A friend contacted me during the week and asked if I had this book. He knows I like Barnes’ writing – and so he wanted to know if I’d read the last story in this book in particular. I hadn’t. He said the other two weren’t nearly as good, but thought I might like this last one. I’ve only read the one he suggested. I went to my local library and borrowed the book – realising with a kind of shock that I hadn’t been to my local library in a years, so long that they had to reactivate my library card. It had been so long that it had died, although perhaps more like Lazarus than Jesus, because with hardly any fuss at all it was alive again.
I’ve had something of a charmed life with death – we have kept more or less a respectful distance from each other. My life has been much more charmed than that of my eldest daughter to whom death has crept closer in her nearly 30 years than it has in my nearly 60. Even the death of one of her grandparents was made intimate and personal to her by her being the person who found her nanna at the bottom of the stairs. The charm my life has been blessed with and the trouble of hers seem oddly out of joint. It is not that I would exchange one of the deaths she has had to live through for someone just as close to me that I could live through in her stead. The idea is monstrous. Nor would my dying in the place of one of the others have improved the situation any for her. But I’d have liked to have taken away the pain if that could be done in a way that wouldn’t also take away the love. And that’s the problem, isn’t it? And therein lies the impossibility.
This is less a story about death and much more a story about grief. While I was reading, I thought it might be a nice thing to recommend this to people. It is always hard to know if there is such a thing as a good book to recommend to people in grief. And then I thought of people I love very dearly who have lost partners, significant others, lovers, family members, parents, siblings. At first, I thought maybe I would just send them a photocopy of the story with a note. Or rather of flipping this into a pdf and attaching to an email. But I haven’t done that, as easy and hard as it would be. I’m not even all that sure why. My friend intended to do exactly this, and has with me. And part of me thinks it is a lovely thing to do – so, why wouldn’t I do the same?
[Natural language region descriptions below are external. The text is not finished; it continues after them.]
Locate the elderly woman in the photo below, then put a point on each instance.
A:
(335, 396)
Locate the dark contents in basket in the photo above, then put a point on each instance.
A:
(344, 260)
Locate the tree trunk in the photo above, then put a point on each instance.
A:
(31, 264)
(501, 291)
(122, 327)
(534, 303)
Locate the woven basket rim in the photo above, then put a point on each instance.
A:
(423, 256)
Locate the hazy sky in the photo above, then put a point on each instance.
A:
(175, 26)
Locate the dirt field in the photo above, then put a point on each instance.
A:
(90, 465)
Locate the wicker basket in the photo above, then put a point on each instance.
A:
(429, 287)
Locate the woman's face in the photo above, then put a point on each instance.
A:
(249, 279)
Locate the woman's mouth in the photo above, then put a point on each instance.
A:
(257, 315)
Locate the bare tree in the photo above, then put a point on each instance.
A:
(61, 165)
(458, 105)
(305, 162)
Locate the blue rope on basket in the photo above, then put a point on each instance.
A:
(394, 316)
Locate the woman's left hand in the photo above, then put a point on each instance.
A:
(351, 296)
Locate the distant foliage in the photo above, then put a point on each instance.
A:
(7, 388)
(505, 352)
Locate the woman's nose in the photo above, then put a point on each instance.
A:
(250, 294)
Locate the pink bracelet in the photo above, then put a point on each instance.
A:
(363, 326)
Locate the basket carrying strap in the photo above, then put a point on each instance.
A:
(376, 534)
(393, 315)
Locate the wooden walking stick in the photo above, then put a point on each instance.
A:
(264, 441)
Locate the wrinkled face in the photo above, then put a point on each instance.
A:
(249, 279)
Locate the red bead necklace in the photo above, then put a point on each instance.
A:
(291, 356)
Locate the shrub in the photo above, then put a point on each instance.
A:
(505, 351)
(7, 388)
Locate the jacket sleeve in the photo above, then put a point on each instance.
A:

My older sister is in hospital. She has had her bowel removed this week. I get to hear the doctors’ reports second hand and as reinterpreted by my parents – both approaching 80. My elder sister is, and has been all her life, intellectually disabled. A quarter of her brain was destroyed in the oxygen tent she was placed in as a baby in yet another hospital half a world away. She is two years older than me. Both of the women I’ve considered life partners, even if neither have proven such, have been two years older than me. A psychologist I went to with my first wife as our marriage was ending and I was falling in love with my other significant life partner that has never quite proven to be, suggested that I was looking for a substitute for my effectively lost, or perhaps more or less dead, older sister. Death takes so many shapes, far too many of which are metaphorical.
I started reading this book sitting in a café at the hospital where my sister was being gutted. I was drinking overly strong and bitter coffee and flicking over the pages increasingly tentatively. Her operation was but one more indignity in a life composed of a certainty and an all too clear awareness of her difference, of her lack, of her outsideness. And this will be one more hurdle for her to stumble over. I started reading this book in public and then I thought, fuck, what if I cry? I mean, this is an essay by a man who has lost someone he loved very dearly, who he felt had complemented and completed him, who had remembered his life with and for him, who disappeared out of his life in ways that those of us who have never experienced such loss fear. Tears would hardly be an irrational response to the reading about such a book. But to sit in a hospital café, crying, that has meanings, too. Meanings that others do not expect to need explained to them.
A strange symmetry presented itself to me, how I try to avoid reading very funny books in public. Of Pascal saying ‘we laugh and cry at the same things’.
Sometimes, although not nearly often enough, my brother and I sing together. We sing Irish songs we learnt from records purchased by our parents when we were young. I told him once, when our children were still in primary school and we were away together and singing and talking over too many beers, that when our father dies I planned to sing ‘The Wind That Shakes the Barley’ at his funeral. My mother told me once that my father has sung that song all of my life, and so I would have, of necessity, have heard him singing it all of my life too – but I remember the first time I really heard him sing it. I remember standing, listening to the words, to the lilt of the tune that shakes like wind in barley, and, back then, as a young man, being nearly moved to tears, in a room crowded, and me surrounded by people I knew. And listening to him and knowing that I certainly would not want to be seen crying in front of them all. I’ve regretted since telling my brother that this has been my plan. I’ve worried that in singing the song that the hammer blows of the alterative k’s in ‘clay cold corpse’ will prove too much for me.
A year or so ago I realised I’d never thought about what I would sing or say or do at my mother’s funeral. The idea of her death being too absurd to contemplate.
I read this, almost exclusively, with one person in mind, someone mentioned here but also hardly alluded to. Someone who holds much more experience with grief and also with death than I have (or even my daughter has) and who I hope, despite knowing how awful and selfish this is to hope, that she will be left to grieve the loss of me.